Resizing codebook of vector quantization without retraining
Lei Li,Tingting Liu,Chengyu Wang,Minghui Qiu,Cen Chen,Ming Gao,Aoying Zhou
DOI: https://doi.org/10.1007/s00530-023-01065-2
IF: 3.9
2023-03-07
Multimedia Systems
Abstract:Large models pre-trained on massive data have become a flourishing paradigm of artificial intelligence systems. Recent works, such as M6, CogView, WenLan 2.0, NÜWA, and ERNIE-ViLG, further extend this diagram to joint Vision Language Pre-training (VLP). For VLP, the two-stage architecture is a popular design, which includes the first stage learning an encoding function of data and the second stage learning a probabilistic model of encoded representation of data.
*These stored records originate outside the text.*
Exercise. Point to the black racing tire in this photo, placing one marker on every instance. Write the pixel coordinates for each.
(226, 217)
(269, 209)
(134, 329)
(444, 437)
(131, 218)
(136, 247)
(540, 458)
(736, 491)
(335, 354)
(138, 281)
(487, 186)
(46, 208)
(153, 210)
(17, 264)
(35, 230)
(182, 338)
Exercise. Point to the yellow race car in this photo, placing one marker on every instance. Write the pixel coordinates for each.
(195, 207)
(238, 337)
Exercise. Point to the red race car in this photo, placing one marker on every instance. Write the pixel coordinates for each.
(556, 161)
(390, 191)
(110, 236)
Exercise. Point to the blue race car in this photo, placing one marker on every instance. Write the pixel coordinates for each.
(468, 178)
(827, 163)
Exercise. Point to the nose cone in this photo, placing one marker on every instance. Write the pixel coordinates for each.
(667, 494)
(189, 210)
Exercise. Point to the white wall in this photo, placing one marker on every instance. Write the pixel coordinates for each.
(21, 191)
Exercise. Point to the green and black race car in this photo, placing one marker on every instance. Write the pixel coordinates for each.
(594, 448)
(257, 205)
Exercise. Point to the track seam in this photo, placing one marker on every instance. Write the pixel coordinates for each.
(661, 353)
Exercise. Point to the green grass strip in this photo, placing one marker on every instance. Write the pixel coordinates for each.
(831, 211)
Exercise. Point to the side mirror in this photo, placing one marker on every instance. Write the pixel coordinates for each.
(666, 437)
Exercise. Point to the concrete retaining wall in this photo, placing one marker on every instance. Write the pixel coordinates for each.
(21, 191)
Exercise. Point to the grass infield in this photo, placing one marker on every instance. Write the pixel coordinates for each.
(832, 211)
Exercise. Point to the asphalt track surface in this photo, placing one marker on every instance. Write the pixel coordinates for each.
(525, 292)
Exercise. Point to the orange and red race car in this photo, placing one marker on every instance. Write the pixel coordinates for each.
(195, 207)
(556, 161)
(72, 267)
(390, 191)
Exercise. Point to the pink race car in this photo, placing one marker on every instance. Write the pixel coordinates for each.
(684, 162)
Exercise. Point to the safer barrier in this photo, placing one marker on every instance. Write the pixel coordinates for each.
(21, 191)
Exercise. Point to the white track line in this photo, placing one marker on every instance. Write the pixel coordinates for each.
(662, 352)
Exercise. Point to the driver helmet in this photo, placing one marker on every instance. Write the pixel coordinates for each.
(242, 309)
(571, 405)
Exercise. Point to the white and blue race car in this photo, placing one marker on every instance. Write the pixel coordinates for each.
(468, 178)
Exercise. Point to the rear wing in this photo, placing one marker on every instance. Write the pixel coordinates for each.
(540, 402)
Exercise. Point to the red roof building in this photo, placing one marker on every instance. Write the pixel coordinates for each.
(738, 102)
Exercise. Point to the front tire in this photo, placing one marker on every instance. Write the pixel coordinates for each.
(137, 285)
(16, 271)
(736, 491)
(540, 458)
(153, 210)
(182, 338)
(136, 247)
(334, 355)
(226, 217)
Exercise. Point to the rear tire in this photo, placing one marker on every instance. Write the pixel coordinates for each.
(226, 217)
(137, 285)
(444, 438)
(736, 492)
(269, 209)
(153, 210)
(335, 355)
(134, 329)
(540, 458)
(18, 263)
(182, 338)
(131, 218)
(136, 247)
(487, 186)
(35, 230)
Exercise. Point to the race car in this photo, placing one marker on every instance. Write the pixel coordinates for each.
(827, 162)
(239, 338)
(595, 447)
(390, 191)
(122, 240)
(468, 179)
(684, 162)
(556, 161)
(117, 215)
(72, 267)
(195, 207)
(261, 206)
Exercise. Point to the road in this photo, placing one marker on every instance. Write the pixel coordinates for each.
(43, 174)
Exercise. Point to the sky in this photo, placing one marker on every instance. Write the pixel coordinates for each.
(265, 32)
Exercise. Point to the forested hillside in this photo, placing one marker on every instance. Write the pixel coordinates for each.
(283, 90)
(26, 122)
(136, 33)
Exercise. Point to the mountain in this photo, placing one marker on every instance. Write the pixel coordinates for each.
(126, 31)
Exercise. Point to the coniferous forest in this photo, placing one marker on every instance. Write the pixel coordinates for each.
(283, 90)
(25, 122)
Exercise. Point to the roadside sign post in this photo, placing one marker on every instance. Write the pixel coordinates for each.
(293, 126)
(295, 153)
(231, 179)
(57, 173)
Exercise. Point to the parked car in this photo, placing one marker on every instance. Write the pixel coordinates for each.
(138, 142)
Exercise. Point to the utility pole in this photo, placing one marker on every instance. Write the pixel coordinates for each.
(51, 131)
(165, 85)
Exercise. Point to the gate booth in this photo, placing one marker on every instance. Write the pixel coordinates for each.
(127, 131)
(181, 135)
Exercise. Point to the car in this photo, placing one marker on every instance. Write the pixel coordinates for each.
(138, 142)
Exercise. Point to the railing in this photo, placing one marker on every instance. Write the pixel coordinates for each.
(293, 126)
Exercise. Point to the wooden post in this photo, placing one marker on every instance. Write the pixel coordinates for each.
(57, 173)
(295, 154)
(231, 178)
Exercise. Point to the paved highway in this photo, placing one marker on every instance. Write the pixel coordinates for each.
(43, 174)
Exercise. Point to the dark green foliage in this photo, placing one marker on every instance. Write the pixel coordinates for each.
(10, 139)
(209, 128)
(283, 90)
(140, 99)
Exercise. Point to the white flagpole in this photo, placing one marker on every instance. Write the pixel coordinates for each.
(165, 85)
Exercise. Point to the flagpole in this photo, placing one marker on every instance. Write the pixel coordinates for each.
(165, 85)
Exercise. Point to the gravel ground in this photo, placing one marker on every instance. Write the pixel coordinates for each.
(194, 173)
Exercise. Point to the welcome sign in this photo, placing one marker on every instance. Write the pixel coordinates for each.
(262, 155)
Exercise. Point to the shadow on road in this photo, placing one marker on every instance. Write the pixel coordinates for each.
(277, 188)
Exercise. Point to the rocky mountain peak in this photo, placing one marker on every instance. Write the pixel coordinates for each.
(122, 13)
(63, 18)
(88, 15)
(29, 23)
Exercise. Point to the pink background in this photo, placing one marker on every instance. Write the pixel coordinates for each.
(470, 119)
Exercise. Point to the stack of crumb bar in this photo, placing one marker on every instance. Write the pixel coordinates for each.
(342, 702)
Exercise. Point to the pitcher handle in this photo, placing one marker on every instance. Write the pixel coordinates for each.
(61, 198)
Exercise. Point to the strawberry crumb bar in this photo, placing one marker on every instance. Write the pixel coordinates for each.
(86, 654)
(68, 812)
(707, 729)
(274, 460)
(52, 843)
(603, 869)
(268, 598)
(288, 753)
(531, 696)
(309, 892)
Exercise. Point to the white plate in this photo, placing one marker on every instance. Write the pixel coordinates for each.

Vector quantization (VQ) has usually engaged in the encoding function of image data for the first stage. VQ includes a data structure (codebook) and an algorithm (finding nearest quantization). The publicly available VQ models (e.g., VQGAN, VQVAE, VQVAE2) include a codebook whose size is assigned empirically (e.g., 1024, 4096, and 16,384) by their authors. If we want a smaller codebook for a lower computation load of the VQ process, or we want a larger codebook for better reconstruction quality, we have to retrain VQ models that consist of the down-sampling net, the codebook, and the up-sampling net. However, retraining VQ models is very expensive since these models, with billions of parameters, are trained on massive datasets. It motivates us to find an approach to resize the codebook of Vector quantization without retraining. In this paper, we leverage hyperbolic embeddings to enhance codebook vectors with the co-occurrence information and reorder the enhanced codebook by the Hilbert curve. Then we can resize the codebook of vector quantization for lower computation load or better reconstruction quality. Experimental results prove the efficiency and effectiveness of our approach when compared with competitive baselines. The code will be released to the public.
computer science, information systems, theory & methods